British filmmaker based in New Zealand

Fiona Jackson (born 29 July) is a filmmaker currently based in New Zealand.

Born in Bath, England, Jackson moved to California in 1993 where she began her career in the film industry as a stunt performer and assistant for film, television and broadway director Tom Moore.

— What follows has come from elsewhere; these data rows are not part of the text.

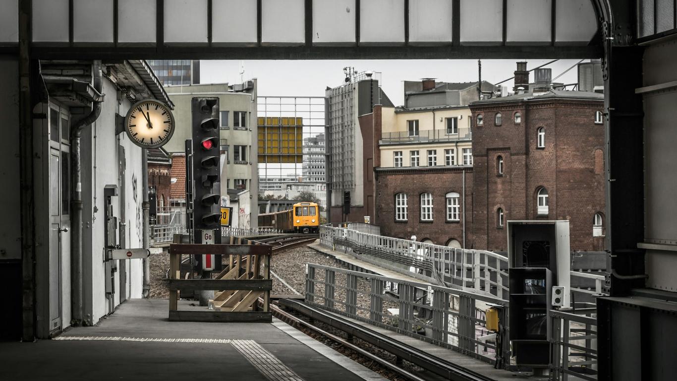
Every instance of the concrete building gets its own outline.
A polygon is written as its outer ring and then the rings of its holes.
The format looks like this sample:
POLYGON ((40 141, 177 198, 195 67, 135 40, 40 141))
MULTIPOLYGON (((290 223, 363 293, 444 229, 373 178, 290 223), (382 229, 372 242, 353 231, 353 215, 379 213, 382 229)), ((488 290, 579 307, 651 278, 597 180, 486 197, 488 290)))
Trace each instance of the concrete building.
POLYGON ((375 216, 374 142, 380 136, 376 124, 380 117, 375 115, 374 106, 393 107, 374 73, 349 75, 347 81, 325 92, 327 219, 331 223, 375 216), (350 198, 347 215, 343 213, 347 196, 350 198))
MULTIPOLYGON (((191 100, 196 96, 213 96, 219 99, 220 138, 221 151, 221 193, 226 189, 252 190, 259 188, 257 147, 257 80, 242 84, 227 83, 167 86, 175 102, 174 116, 177 129, 163 147, 173 157, 172 203, 185 200, 185 142, 192 138, 191 100), (176 159, 178 159, 177 160, 176 159), (179 198, 173 198, 179 197, 179 198)), ((251 195, 251 193, 250 193, 251 195)), ((257 198, 251 197, 251 205, 245 210, 258 209, 257 198)), ((242 201, 240 201, 240 203, 242 201)), ((251 222, 256 227, 256 218, 249 216, 242 221, 251 222)))
MULTIPOLYGON (((483 82, 483 92, 494 85, 483 82)), ((410 107, 381 110, 376 223, 385 235, 472 245, 473 134, 477 83, 406 81, 410 107)))
POLYGON ((471 104, 475 248, 505 251, 508 220, 568 220, 571 250, 605 249, 604 96, 548 82, 471 104))
POLYGON ((150 60, 148 62, 165 86, 200 83, 199 60, 150 60))

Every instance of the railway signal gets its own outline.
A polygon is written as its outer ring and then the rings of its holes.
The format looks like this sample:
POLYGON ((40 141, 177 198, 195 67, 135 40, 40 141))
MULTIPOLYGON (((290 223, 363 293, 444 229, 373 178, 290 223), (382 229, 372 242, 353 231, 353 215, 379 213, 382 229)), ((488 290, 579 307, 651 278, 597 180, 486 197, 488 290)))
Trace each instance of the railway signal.
MULTIPOLYGON (((193 234, 196 243, 220 243, 219 98, 194 97, 192 111, 193 234)), ((213 255, 202 256, 203 270, 218 267, 213 255)))

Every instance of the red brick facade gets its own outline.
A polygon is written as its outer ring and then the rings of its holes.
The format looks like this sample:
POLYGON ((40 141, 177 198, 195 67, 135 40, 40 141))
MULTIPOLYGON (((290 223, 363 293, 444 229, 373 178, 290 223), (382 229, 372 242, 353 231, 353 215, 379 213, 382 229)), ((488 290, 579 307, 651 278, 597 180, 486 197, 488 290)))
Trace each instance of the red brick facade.
POLYGON ((376 189, 378 200, 376 214, 378 216, 381 234, 407 239, 416 235, 417 241, 430 239, 437 245, 447 245, 455 239, 462 245, 464 228, 465 247, 473 246, 472 168, 383 169, 376 172, 376 189), (446 195, 452 192, 458 193, 460 198, 458 221, 446 220, 446 195), (395 220, 395 197, 400 193, 407 195, 406 221, 395 220), (432 222, 420 220, 420 195, 425 193, 433 196, 432 222))
POLYGON ((531 99, 471 105, 474 125, 475 226, 477 248, 506 251, 507 236, 498 226, 498 208, 508 220, 569 220, 571 250, 600 251, 604 237, 593 237, 596 213, 604 215, 602 167, 604 126, 594 99, 531 99), (521 121, 515 123, 515 113, 521 121), (502 123, 496 125, 496 114, 502 123), (476 123, 474 123, 476 125, 476 123), (538 146, 538 129, 544 146, 538 146), (497 166, 503 159, 503 174, 497 166), (547 190, 547 216, 537 212, 537 193, 547 190))

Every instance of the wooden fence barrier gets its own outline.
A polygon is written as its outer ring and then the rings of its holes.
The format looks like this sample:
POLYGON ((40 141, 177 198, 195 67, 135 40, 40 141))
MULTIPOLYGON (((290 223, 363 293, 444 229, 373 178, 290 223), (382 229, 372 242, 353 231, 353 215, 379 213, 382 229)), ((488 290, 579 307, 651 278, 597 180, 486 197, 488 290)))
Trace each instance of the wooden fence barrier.
POLYGON ((271 246, 269 245, 169 245, 169 320, 171 321, 270 322, 271 246), (182 255, 221 255, 227 265, 215 279, 181 279, 182 255), (179 290, 214 290, 207 310, 179 310, 179 290), (263 297, 259 308, 258 300, 263 297))

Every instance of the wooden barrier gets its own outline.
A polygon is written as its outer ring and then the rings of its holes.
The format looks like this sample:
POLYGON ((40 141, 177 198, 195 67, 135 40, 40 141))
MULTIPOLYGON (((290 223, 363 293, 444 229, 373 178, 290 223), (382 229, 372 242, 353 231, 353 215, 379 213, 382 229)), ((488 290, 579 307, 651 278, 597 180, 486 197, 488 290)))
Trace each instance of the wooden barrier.
MULTIPOLYGON (((241 242, 240 239, 238 239, 241 242)), ((171 321, 267 322, 272 321, 269 309, 270 255, 269 245, 201 245, 173 243, 169 245, 169 320, 171 321), (181 279, 181 256, 221 255, 227 265, 211 279, 181 279), (261 268, 263 266, 263 268, 261 268), (179 310, 179 290, 214 290, 208 310, 179 310), (258 300, 263 297, 262 308, 258 300)))

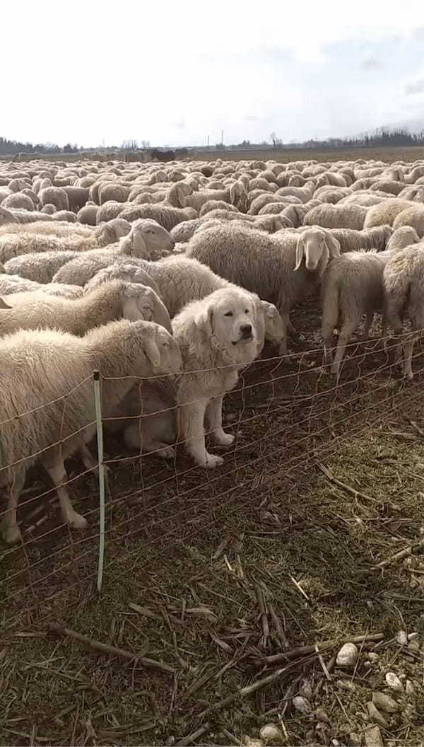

She graduated with a BA majoring in Screen and Media with a minor in Philosophy from the University of Waikato, and subsequently an MA in Visual Arts, Moving Image from WINTEC. As part of her master's degree she directed An Evening With Richard O'Brien, a live showcase featuring Rocky Horror's Richard O'Brien and New Zealand current affairs television presenter, Mark Sainsbury. A second showcase Partytime with Richard O'Brien was filmed at the Founders Theatre in Hamilton, New Zealand in celebration of O'Brien's 70th birthday. Jackson graduated from the University of Waikato in 2018 with a doctoral thesis titled Vocational Survival: Expanding the Film Value Chain for the Independent Filmmaker.

She is writer/producer of feature film Penny Black, co-written with director Joe Hitchcock, starring Astra McLaren as Penny Black, Anton Tennet as Guy, and Toni Garson as Alex Black. Penny Black was musically scored by the Scorelocks Collective of Jeremy Mayall and Chris Lam Sam.